Suele afirmarse, con razón, que una de las grandes lacras que impide el adecuado funcionamiento de las instituciones y de la economía en España es el lamentable estado en que se encuentra la administración de justicia. Dos son los motivos esenciales que explican semejante situación: una, la lentitud de los procedimientos judiciales; dos, la omnipresente politización de los jueces y magistrados.
Lo primero impide proteger a tiempo a las víctimas, quienes sólo ven satisfechas sus pretensiones años después de que lo necesiten. Lo segundo impregna de una inquietante arbitrariedad las resoluciones judiciales, primando no el respeto a la legalidad, sino a los intereses políticos. Ni los poderes están separados ni actúan de manera eficiente, lo que tiende a degenerar en forma de sentencias tardías con un contenido más que discutible.
Pocos casos aúnan con tanta claridad estas dos lacras de la justicia española como el recurso de inconstitucionalidad contra el Estatuto de Cataluña. Casi cuatro años después de que el PP, el defensor del Pueblo y cinco comunidades autónomas presentaran sus respectivos recursos, el Tribunal Constitucional, el principal garante de la vigencia y del respeto hacia nuestra Ley de leyes, todavía no se ha pronunciado sobre el encaje que esta norma puede tener en nuestro ordenamiento.
El retraso no se debe a que sea un asunto extremadamente complejo que requiera de un dilatado período de estudio y reflexión. Es bastante evidente que el estatuto es inconstitucional en la mayoría de sus preceptos, algunos de los cuales buscan directamente hacer trizas la Constitución. No hace falta tener más de quince años de experiencia y ejercicio profesional, como requiere la Constitución a los miembros del TC, para saberlo: basta con comparar el articulado de uno y otro para comprender que sólo subvirtiendo el orden jurídico nacido en 1978 se puede pretender convalidar el estatuto.
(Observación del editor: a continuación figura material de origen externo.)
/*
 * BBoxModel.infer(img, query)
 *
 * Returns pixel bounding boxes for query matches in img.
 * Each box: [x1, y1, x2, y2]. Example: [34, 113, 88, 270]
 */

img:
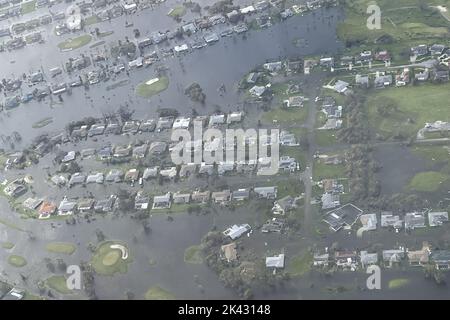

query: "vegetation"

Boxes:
[407, 171, 450, 192]
[8, 255, 27, 267]
[91, 241, 131, 275]
[21, 0, 36, 14]
[46, 242, 77, 255]
[57, 35, 92, 50]
[46, 275, 72, 294]
[136, 76, 169, 98]
[1, 242, 14, 249]
[145, 286, 175, 300]
[168, 6, 186, 18]
[287, 251, 313, 277]
[388, 278, 410, 289]
[185, 83, 206, 104]
[184, 245, 203, 264]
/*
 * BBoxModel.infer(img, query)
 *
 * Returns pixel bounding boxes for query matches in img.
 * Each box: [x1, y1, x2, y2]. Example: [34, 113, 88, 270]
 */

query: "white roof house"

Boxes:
[223, 224, 251, 240]
[265, 254, 285, 268]
[173, 117, 191, 129]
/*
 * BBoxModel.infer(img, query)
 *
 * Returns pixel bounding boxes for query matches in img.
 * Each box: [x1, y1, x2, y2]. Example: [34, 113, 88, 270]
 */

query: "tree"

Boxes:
[185, 83, 206, 104]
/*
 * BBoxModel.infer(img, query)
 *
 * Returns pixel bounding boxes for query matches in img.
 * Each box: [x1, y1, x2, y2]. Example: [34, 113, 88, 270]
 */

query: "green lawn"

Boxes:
[313, 161, 346, 181]
[1, 242, 14, 249]
[21, 0, 36, 14]
[367, 84, 450, 140]
[46, 275, 72, 294]
[388, 278, 410, 289]
[280, 146, 307, 168]
[407, 171, 450, 192]
[184, 245, 203, 264]
[145, 286, 175, 300]
[315, 130, 338, 147]
[262, 107, 308, 125]
[168, 6, 186, 17]
[287, 251, 313, 277]
[136, 76, 169, 98]
[57, 35, 92, 50]
[84, 15, 100, 26]
[46, 242, 77, 255]
[32, 117, 53, 129]
[411, 145, 450, 167]
[91, 241, 131, 275]
[276, 178, 305, 199]
[8, 255, 27, 267]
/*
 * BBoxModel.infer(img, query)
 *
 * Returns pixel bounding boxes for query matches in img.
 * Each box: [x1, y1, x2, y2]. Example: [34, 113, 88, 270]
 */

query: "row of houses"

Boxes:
[314, 243, 450, 270]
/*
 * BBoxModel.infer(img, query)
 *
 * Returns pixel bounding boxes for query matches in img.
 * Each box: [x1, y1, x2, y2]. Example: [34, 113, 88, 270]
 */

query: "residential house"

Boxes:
[263, 61, 283, 72]
[209, 114, 225, 127]
[173, 192, 191, 204]
[262, 217, 285, 233]
[313, 252, 330, 267]
[405, 212, 426, 230]
[132, 144, 148, 158]
[88, 124, 105, 137]
[433, 69, 450, 82]
[254, 186, 277, 199]
[360, 213, 377, 231]
[191, 190, 211, 203]
[149, 141, 167, 155]
[81, 148, 96, 159]
[249, 85, 266, 97]
[38, 201, 56, 219]
[173, 117, 191, 129]
[323, 203, 363, 232]
[58, 198, 77, 215]
[321, 193, 340, 210]
[382, 249, 405, 267]
[415, 68, 429, 81]
[232, 189, 250, 201]
[428, 212, 449, 227]
[156, 117, 174, 132]
[227, 112, 243, 124]
[86, 172, 104, 184]
[395, 68, 410, 86]
[430, 44, 446, 56]
[143, 167, 159, 180]
[212, 190, 231, 204]
[266, 254, 285, 269]
[334, 250, 358, 270]
[272, 196, 297, 215]
[159, 167, 177, 179]
[179, 163, 197, 178]
[23, 198, 43, 211]
[319, 57, 334, 68]
[411, 45, 428, 56]
[360, 251, 378, 268]
[221, 243, 238, 262]
[374, 74, 393, 89]
[124, 169, 139, 182]
[78, 199, 95, 212]
[284, 95, 306, 108]
[113, 145, 132, 158]
[223, 224, 251, 240]
[68, 172, 86, 187]
[431, 250, 450, 269]
[152, 193, 171, 209]
[135, 191, 150, 210]
[407, 242, 430, 266]
[380, 211, 403, 229]
[94, 195, 116, 213]
[98, 145, 113, 160]
[332, 80, 349, 94]
[199, 163, 214, 175]
[355, 74, 369, 88]
[105, 169, 124, 183]
[218, 162, 234, 175]
[139, 119, 156, 132]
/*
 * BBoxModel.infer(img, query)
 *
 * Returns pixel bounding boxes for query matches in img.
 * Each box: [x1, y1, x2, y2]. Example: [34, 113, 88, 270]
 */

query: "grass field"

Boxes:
[1, 242, 14, 249]
[388, 278, 410, 289]
[91, 241, 131, 275]
[46, 242, 77, 255]
[313, 161, 346, 181]
[136, 76, 169, 98]
[84, 15, 100, 26]
[367, 84, 450, 140]
[21, 0, 36, 14]
[287, 251, 313, 277]
[184, 245, 203, 264]
[145, 286, 175, 300]
[168, 6, 186, 17]
[8, 255, 27, 267]
[407, 171, 450, 192]
[262, 107, 308, 125]
[57, 35, 92, 51]
[46, 275, 72, 294]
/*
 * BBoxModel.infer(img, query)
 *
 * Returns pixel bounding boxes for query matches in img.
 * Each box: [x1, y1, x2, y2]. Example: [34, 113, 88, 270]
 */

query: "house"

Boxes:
[227, 112, 243, 124]
[355, 74, 369, 88]
[223, 224, 251, 240]
[279, 131, 298, 146]
[58, 198, 77, 215]
[407, 242, 430, 266]
[68, 173, 86, 187]
[94, 196, 116, 213]
[139, 119, 156, 132]
[105, 169, 124, 183]
[360, 251, 378, 268]
[411, 45, 428, 56]
[51, 175, 67, 186]
[266, 254, 285, 269]
[209, 114, 225, 127]
[173, 192, 191, 204]
[428, 212, 449, 227]
[360, 213, 377, 231]
[380, 211, 403, 229]
[254, 186, 277, 199]
[2, 288, 24, 300]
[340, 56, 353, 66]
[98, 145, 113, 160]
[174, 44, 189, 53]
[395, 68, 410, 86]
[221, 243, 237, 262]
[263, 61, 283, 72]
[232, 189, 250, 201]
[78, 199, 95, 212]
[374, 50, 391, 61]
[430, 44, 445, 56]
[113, 145, 132, 158]
[175, 162, 195, 177]
[135, 191, 150, 210]
[333, 80, 349, 94]
[246, 72, 260, 84]
[284, 95, 306, 108]
[321, 193, 340, 210]
[240, 5, 256, 14]
[218, 162, 234, 175]
[143, 167, 159, 180]
[152, 193, 171, 209]
[358, 51, 373, 63]
[23, 198, 43, 211]
[204, 32, 219, 43]
[199, 163, 214, 175]
[71, 126, 88, 139]
[319, 57, 334, 68]
[318, 119, 343, 130]
[382, 249, 405, 267]
[374, 74, 393, 88]
[62, 151, 76, 163]
[431, 250, 450, 269]
[124, 169, 139, 182]
[272, 196, 297, 215]
[173, 117, 191, 129]
[405, 212, 426, 230]
[433, 69, 450, 82]
[322, 104, 342, 119]
[334, 250, 358, 270]
[38, 201, 57, 219]
[212, 190, 231, 204]
[182, 22, 197, 34]
[262, 217, 285, 233]
[156, 117, 174, 132]
[323, 203, 363, 232]
[313, 252, 330, 267]
[249, 85, 266, 97]
[279, 156, 297, 172]
[122, 121, 140, 134]
[104, 122, 121, 135]
[81, 148, 96, 159]
[86, 172, 104, 184]
[149, 142, 167, 155]
[132, 144, 148, 158]
[415, 68, 429, 81]
[191, 190, 211, 203]
[159, 167, 177, 179]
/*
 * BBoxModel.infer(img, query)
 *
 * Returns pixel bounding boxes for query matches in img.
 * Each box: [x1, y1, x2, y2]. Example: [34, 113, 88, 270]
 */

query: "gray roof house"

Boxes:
[105, 169, 124, 183]
[405, 212, 426, 230]
[179, 163, 197, 177]
[68, 172, 86, 186]
[191, 190, 211, 203]
[86, 172, 104, 184]
[272, 196, 297, 215]
[143, 167, 159, 180]
[152, 193, 172, 209]
[212, 190, 231, 204]
[232, 189, 250, 201]
[135, 191, 150, 210]
[253, 186, 277, 199]
[149, 141, 167, 155]
[173, 192, 191, 204]
[94, 195, 116, 213]
[132, 144, 148, 158]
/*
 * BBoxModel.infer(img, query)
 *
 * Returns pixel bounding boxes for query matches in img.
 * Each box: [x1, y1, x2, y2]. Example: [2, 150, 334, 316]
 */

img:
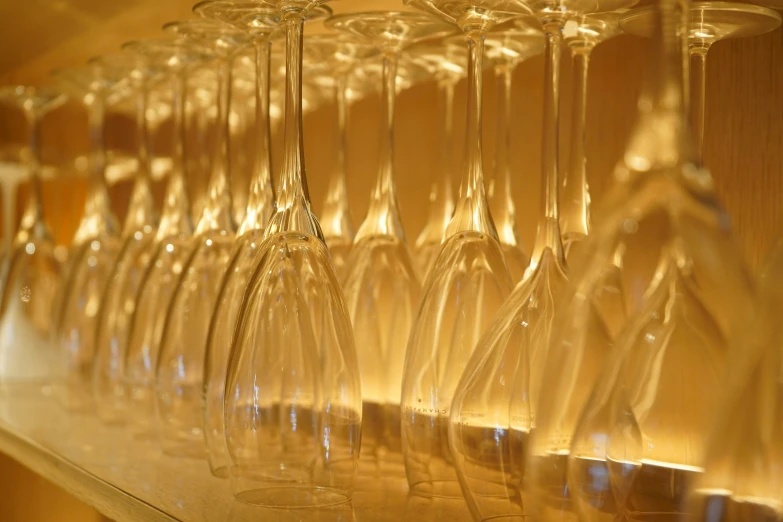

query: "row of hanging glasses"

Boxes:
[0, 0, 782, 517]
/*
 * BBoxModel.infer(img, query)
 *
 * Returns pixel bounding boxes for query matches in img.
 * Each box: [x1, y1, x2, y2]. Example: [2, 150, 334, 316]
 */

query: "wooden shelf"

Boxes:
[0, 392, 472, 522]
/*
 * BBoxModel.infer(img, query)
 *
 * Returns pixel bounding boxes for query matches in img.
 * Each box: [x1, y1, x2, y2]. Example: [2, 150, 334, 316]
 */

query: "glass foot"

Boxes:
[620, 1, 781, 42]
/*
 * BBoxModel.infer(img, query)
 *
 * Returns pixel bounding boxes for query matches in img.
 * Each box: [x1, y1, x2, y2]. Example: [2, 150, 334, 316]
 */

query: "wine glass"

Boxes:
[409, 41, 466, 281]
[401, 0, 529, 498]
[0, 85, 66, 394]
[529, 0, 756, 519]
[620, 1, 780, 164]
[484, 27, 545, 283]
[193, 0, 327, 479]
[685, 241, 783, 521]
[443, 22, 576, 521]
[303, 34, 376, 280]
[51, 58, 128, 412]
[327, 11, 455, 474]
[154, 19, 250, 459]
[122, 38, 213, 438]
[222, 0, 362, 507]
[91, 51, 162, 425]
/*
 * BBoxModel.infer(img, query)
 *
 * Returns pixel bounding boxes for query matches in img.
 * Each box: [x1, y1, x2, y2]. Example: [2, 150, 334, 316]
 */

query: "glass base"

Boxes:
[620, 2, 781, 41]
[234, 485, 352, 508]
[409, 479, 463, 499]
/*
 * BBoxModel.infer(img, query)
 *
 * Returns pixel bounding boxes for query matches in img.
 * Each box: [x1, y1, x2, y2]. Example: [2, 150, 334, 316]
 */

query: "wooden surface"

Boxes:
[0, 392, 472, 522]
[0, 452, 109, 522]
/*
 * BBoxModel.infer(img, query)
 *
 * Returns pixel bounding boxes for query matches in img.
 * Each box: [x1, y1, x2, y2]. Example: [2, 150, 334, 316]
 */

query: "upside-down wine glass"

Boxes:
[123, 38, 212, 437]
[410, 41, 466, 281]
[685, 240, 783, 522]
[154, 18, 249, 459]
[445, 21, 582, 521]
[52, 59, 126, 411]
[401, 0, 529, 498]
[483, 27, 544, 283]
[304, 34, 376, 279]
[193, 0, 290, 478]
[528, 0, 757, 519]
[620, 1, 780, 164]
[0, 86, 66, 393]
[92, 52, 160, 424]
[223, 0, 362, 507]
[328, 11, 455, 473]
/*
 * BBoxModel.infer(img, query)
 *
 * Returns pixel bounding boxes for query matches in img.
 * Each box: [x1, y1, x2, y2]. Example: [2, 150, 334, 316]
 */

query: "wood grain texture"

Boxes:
[0, 452, 106, 522]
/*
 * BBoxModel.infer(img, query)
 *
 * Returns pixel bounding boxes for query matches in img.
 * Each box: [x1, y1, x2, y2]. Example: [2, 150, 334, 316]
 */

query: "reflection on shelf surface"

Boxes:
[0, 391, 472, 522]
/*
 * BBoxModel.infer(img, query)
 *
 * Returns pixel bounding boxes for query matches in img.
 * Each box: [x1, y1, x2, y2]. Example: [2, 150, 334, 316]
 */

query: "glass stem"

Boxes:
[530, 21, 565, 269]
[20, 110, 44, 234]
[136, 82, 152, 184]
[156, 71, 192, 239]
[321, 72, 353, 241]
[491, 64, 517, 247]
[196, 105, 211, 181]
[123, 79, 156, 236]
[196, 55, 235, 234]
[561, 44, 592, 248]
[279, 16, 309, 207]
[267, 13, 321, 239]
[73, 95, 116, 244]
[689, 44, 709, 165]
[356, 50, 404, 241]
[445, 31, 495, 239]
[239, 38, 274, 235]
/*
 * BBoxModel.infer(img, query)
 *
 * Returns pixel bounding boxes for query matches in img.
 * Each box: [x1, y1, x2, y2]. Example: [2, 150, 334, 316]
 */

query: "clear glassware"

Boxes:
[304, 34, 376, 280]
[560, 12, 623, 259]
[562, 13, 629, 339]
[409, 41, 466, 281]
[327, 11, 454, 474]
[0, 85, 66, 393]
[51, 59, 126, 411]
[444, 22, 577, 521]
[154, 19, 249, 459]
[187, 68, 218, 219]
[91, 53, 161, 425]
[685, 242, 783, 522]
[123, 38, 212, 438]
[484, 27, 545, 283]
[525, 0, 757, 520]
[227, 67, 255, 225]
[193, 0, 300, 478]
[620, 1, 780, 164]
[223, 0, 362, 507]
[401, 0, 528, 498]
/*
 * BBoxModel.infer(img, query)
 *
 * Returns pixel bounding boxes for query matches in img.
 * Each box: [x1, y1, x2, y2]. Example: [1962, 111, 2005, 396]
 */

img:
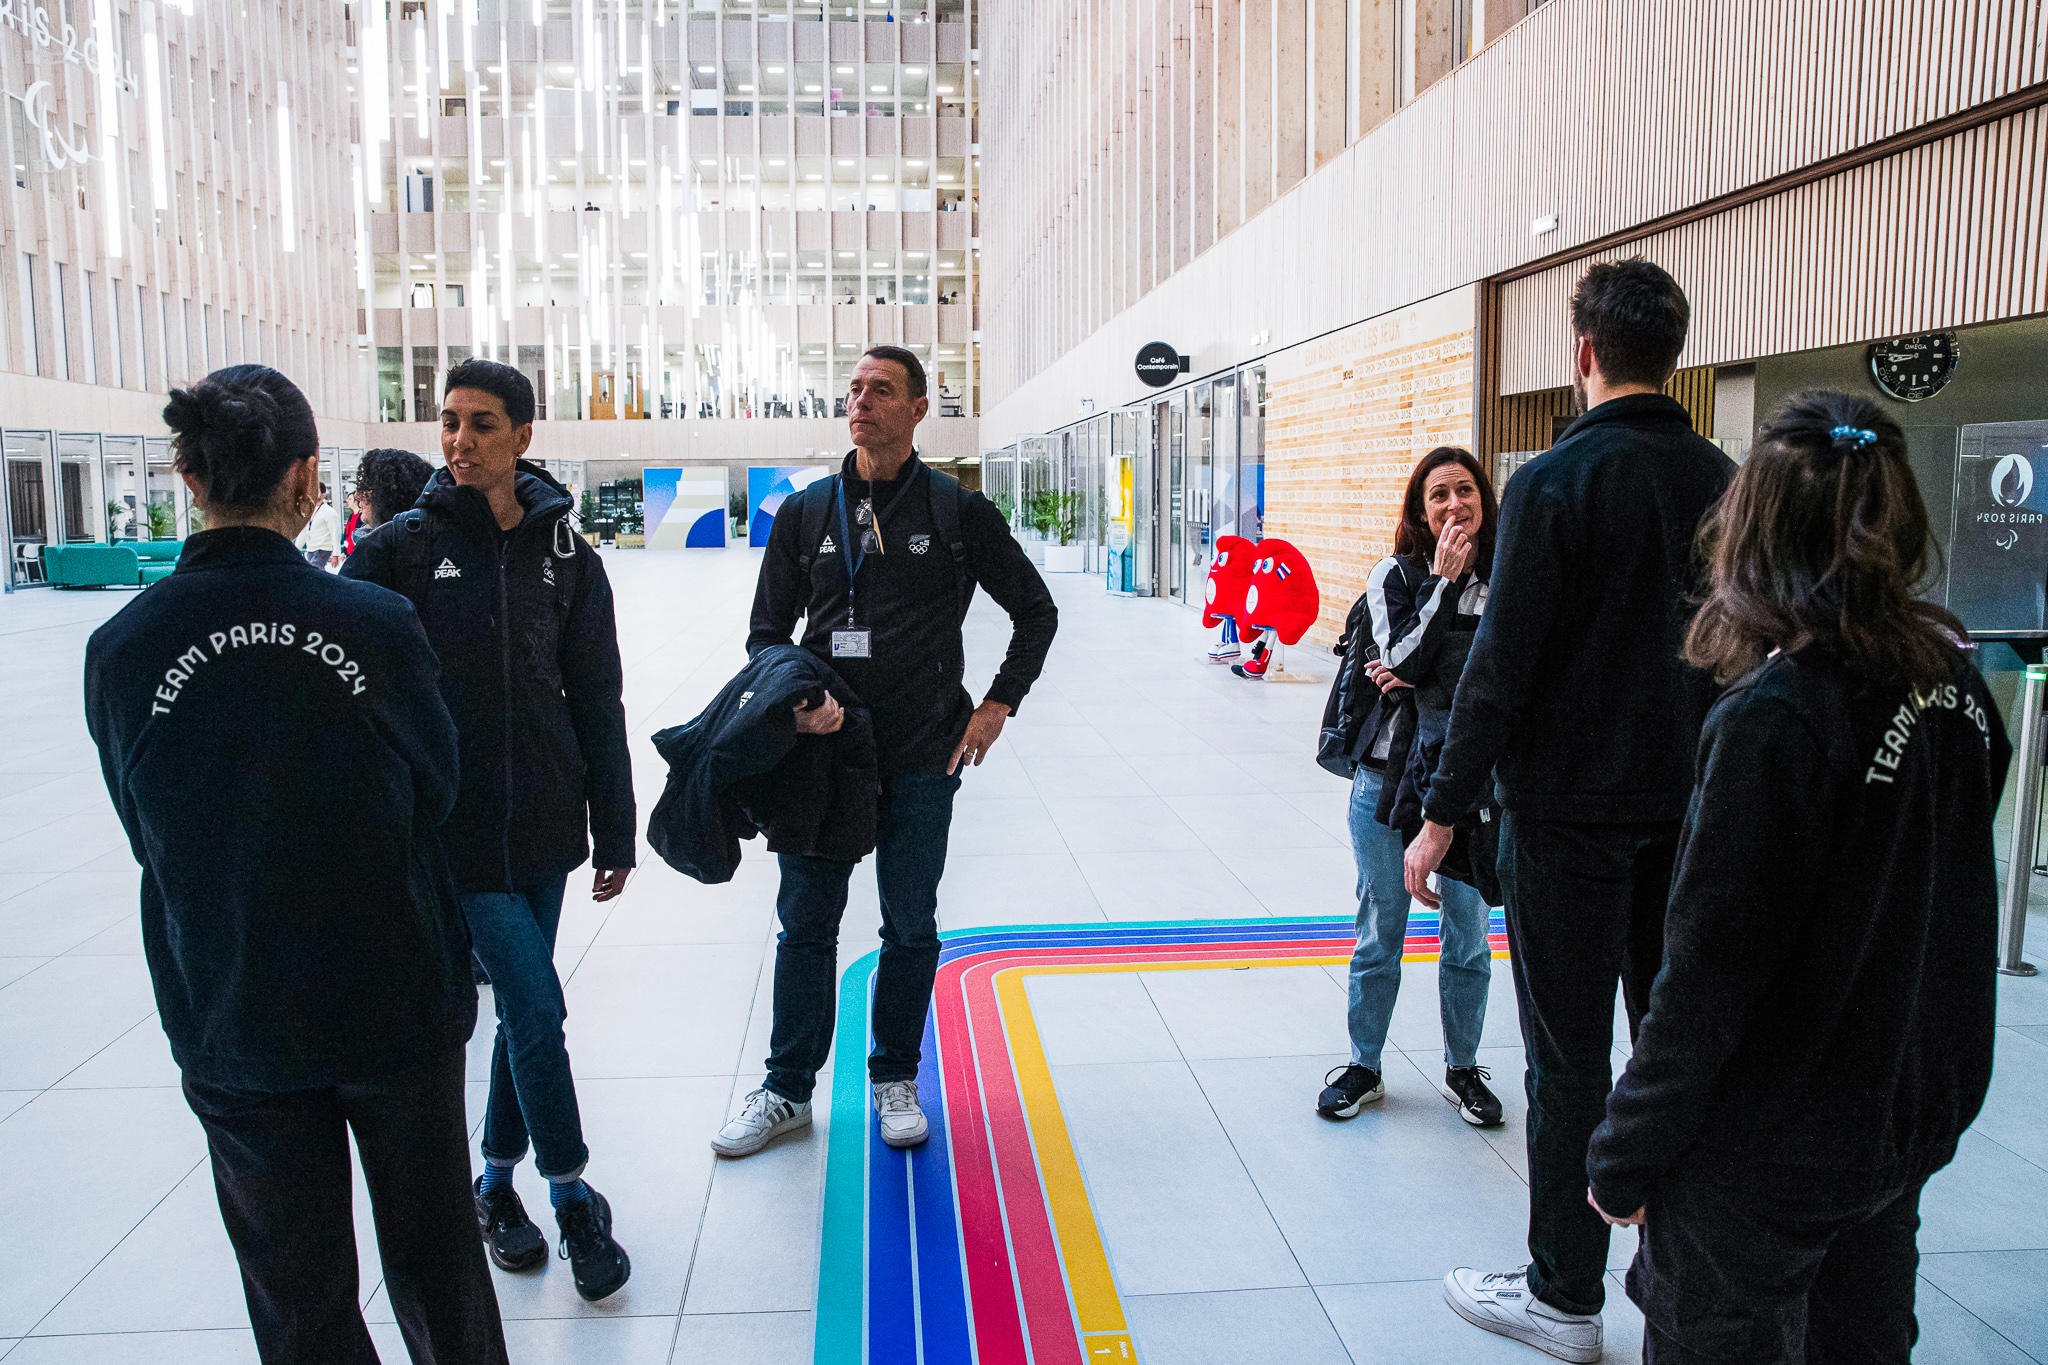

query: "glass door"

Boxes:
[5, 431, 56, 586]
[56, 433, 105, 544]
[1239, 365, 1266, 541]
[1212, 375, 1239, 546]
[1165, 396, 1187, 602]
[143, 437, 181, 540]
[1188, 384, 1216, 597]
[103, 436, 144, 541]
El problema es que el Gobierno socialista sí está presionando para subvertir ese orden, buscando como sea que el texto que Zapatero prometió al nacionalismo catalán no sea retocado en lo esencial. Así, no ha dudado en recurrir a todo tipo de argucias, desde reformar ad hoc la Ley Orgánica del Poder Judicial hasta abroncar en público a la presidenta de este órgano supuestamente independiente, para evitar que el tribunal declarara lo evidente. Ayer mismo, Montilla presionaba a PP y PSOE para que renovaran el CGPJ con tal de colocar a gente "favorable" al Estatut y evitar así que sea declarado inconstitucional.
Pero no se trata sólo de que la política impida que el tribunal imparta justicia. Siendo ya grave la politización de las instituciones, lo inaceptable es que en este largo impass el Estatut se esté imponiendo por la vía de los hechos. La Ley de Educación que sigue persiguiendo al español, la financiación autonómica hecha a medida de Cataluña o la primacía de ciertas instituciones catalanas (como el Síndic de Greuges frente al defensor del Pueblo o las veguerías frente a las provincias) son algunas de las disposiciones que emanan del estatuto y que, pese a ser inconstitucionales, se han impuesto o están en proyecto de serlo.
Una norma contraria a la Constitución está transformando el destino de todos los españoles porque la institución con la que nos habíamos dotado para proteger el ordenamiento jurídico está cediendo a los intereses, no sólo electorales, del partido político que gobierna España. Una señal más de que los contrapesos de poder en los que confiábamos no han funcionado y de que se han convertido en un instrumento para burlar el respeto a los derechos individuales. No es hora de que PP y PSOE se sigan repartiendo los jueces, sino de que dejen de entorpecer el funcionamiento de este tercer poder del Estado y le permitan concluir su labor. Pero para ello sería necesario que dejaran de querer gobernar sobre las ruinas de España y pasaran a valorar el normal funcionamiento de las instituciones. Algo que de momento les queda muy lejos.